On the manufacturing side, Bournonville explained that most Chinese manufacturers appreciate the growing potential of green fashion for both Chinese and Western markets, being strongly conscious of their unique selling point of making sustainable fashion at a competitive price. Bournonville pointed out also that some sustainable materials are also widely available in China, such as recycled PET, which is helping brands to produce sustainable collections with larger volumes and lower costs.  

China’s national carbon neutral goal

On the policy side, Fan Di, a professor at Hong Kong Polytechnic University’s Institute of Textiles and Clothing, says Chinese fashion and textiles industries have an urgent need to move toward green fashion in part due to China having set the national goal of achieving carbon neutral by 2060. Given the strong role government plays in China, Fan noted public policy has a significant impact on corporate decision making within the country.   

“After the goal set by the central government, local governments will develop local plans to reduce carbon emissions, and these plans will inevitably pressure manufacturing sectors to reduce carbon emissions, making companies in these industries encounter more stringent environmental regulations and enforcements,” Fan explained.  

Meanwhile, developing sustainable or green fashion is a way for Chinese fashion and textiles industries to add value to their products, compensating for China’s increasing production costs and helping them compete with “rivals in southeast Asia who have a low-cost advantage,” he added.   

Fan explained many of the manufacturers that have jumped onto the green fashion bandwagon are companies that initially needed to follow the sustainability requirements requested by overseas customers.

The International Organization for Standardization’s ISO 14001 standard on environmental management system certification for example, has been widely adopted by Chinese fashion and textiles companies.

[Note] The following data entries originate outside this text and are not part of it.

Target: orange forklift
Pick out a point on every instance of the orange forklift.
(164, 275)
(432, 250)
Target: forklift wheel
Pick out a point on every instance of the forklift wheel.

Many firms have also adopted Global Reporting Initiative (GRI) standards on disclosing sustainability information.  “Using these internationally prevailing practices can increase legitimacy of their green practices,” Fan noted.   

The fine balance between price and quality for sustainable brands in China

“On the other hand, although sustainability has become an increasingly important factor, product price and quality are still critical to Chinese consumers. This means Chinese fashion brands need to balance the tradeoffs between ‘being green’ and ‘low price’, by trying to avoid transferring too much of the cost of green products to the consumers,” he added.   

Dan Wang, the Shanghai-based chief economist of Hang Seng Bank (China), says that on the consumer side, she is not sure if the green fashion trend can trickle down to areas outside of China’s major ‘Tier 1’ cities “because people are indeed still price sensitive” in smaller towns and cities.

On the financing side however, Wang noted that banks are now issuing special loans to companies that are making efforts to lower carbon emissions, given they are likely to pick up business as a result.    

“My bank has a client in the fabric industry, who tracks carbon emissions in every step of their clothing production and shows [that information on] their labels,” said Wang: “Government purchases, including through state-owned enterprises, universities and other public sectors, will lead much of the effort by allocating more money to buying those green fashion products for their employees,” she added.   

Given such pressure from government, and the shift in consumer awareness, China’s huge market for clothing and textiles is likely to become increasingly focused on sustainability.